Karriere in der Nebenrolle

Frances McDormand (mit Richard Jenkins, re.) als schroffe Ehefrau und Mutter schmeißt in der Mini-HBO-Serie „Olive Kitteridge“ gerne das Abendessen in den Mistkübel
Frances McDormand bekommt einen Preis, und Fatih Akin scheitert mit "The Cut".

Auf Filmfestivals werden längst nicht mehr nur Filme gezeigt. Hochkarätige Fernsehproduktionen sind mittlerweile ebenfalls fixer Bestandteil der Festivalprogrammierung.
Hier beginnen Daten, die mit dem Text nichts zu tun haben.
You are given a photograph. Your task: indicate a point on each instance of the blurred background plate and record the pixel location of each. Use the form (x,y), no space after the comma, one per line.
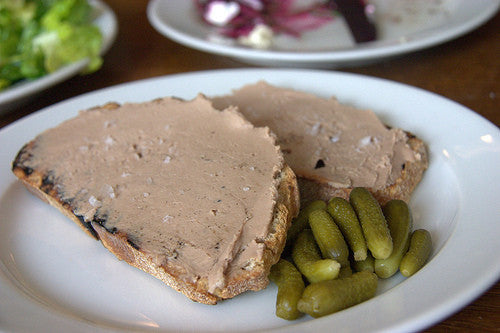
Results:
(403,26)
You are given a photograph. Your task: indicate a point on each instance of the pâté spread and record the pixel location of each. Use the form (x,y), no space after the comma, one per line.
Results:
(189,185)
(323,139)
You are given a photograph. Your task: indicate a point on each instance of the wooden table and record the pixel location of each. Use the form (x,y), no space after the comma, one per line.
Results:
(466,70)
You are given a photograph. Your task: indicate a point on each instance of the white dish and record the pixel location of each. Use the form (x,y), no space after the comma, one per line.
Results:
(404,26)
(16,94)
(55,278)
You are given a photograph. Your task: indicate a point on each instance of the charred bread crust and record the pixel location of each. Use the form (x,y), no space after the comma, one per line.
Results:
(319,189)
(255,277)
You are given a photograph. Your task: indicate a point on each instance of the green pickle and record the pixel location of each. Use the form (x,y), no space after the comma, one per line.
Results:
(344,215)
(326,297)
(290,289)
(399,219)
(345,271)
(329,237)
(418,253)
(302,220)
(377,234)
(365,265)
(307,258)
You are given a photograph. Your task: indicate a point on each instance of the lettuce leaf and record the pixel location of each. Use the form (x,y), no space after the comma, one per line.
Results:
(38,37)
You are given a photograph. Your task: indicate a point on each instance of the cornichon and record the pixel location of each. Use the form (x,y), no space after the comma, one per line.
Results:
(326,297)
(345,271)
(418,253)
(344,215)
(373,223)
(302,220)
(307,258)
(399,220)
(290,289)
(329,237)
(365,265)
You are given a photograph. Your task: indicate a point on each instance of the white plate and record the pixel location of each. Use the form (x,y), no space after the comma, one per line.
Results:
(54,277)
(404,26)
(16,94)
So wurde Jane Campions Mini-Krimi-Serie "Top of the Lake" in Sundance und Bruno Dumonts Detektiv-Mehrteiler "P’tit Quinquin" zuletzt in Cannes erstmals gezeigt. Auch in Venedig beweist eine Produktion des Bezahlsenders HBO, dass Fernsehen manchmal das bessere Kino ist: "Olive Kitteridge" ist ein vierteiliges Prestige-Drama von Regisseurin Lisa Cholodenko ("The Kids Are Alright") und bringt seine famose Hauptdarstellerin Frances McDormand zum Funkeln. Die Oscarpreisträgerin ("Fargo") spielt nicht nur die Hauptfigur Olive Kitteridge, sondern tritt auch als Produzentin der Mini-Serie auf. In Venedig erhielt sie zudem am Montag einen Würdigungspreis.

"Ich bin jetzt 57 Jahre alt", verkündete McDormand, Ehefrau von Regisseur Joel Coen, bester Laune in Venedig: "Ich habe meine ganze Karriere an der Seite von Männern die Nebenrolle gespielt. Und wenn man älter wird, werden die Filmrollen weniger. Im Fernsehen kann man sich neu erfinden."

Tatsächlich ist ihr die Rolle der scharfzüngigen Mathematiklehrerin, die in einer Küstenstadt im US-Bundesstaat Maine mit ihrer schroffen Art Ehemann, Sohn und Schüler auf Trab hält, auf den Leib geschneidert.

Es beginnt mitten in der Ehekrise: Olive flirtet heftig mit einem Lehrerkollegen, während ihr Mann – der sanfte Richard Jenkins – in seiner Apotheke die Gehilfin anhimmelt. Beide unterdrücken ihre außerehelichen Gelüste und tragen ihre gespeicherten Aggressionen am Familientisch aus. Es vergeht kaum ein Abendessen, wo nicht mindestens ein Familienmitglied aufspringt und verbittert sein Nachtmahl in den Mistkübel schmeißt.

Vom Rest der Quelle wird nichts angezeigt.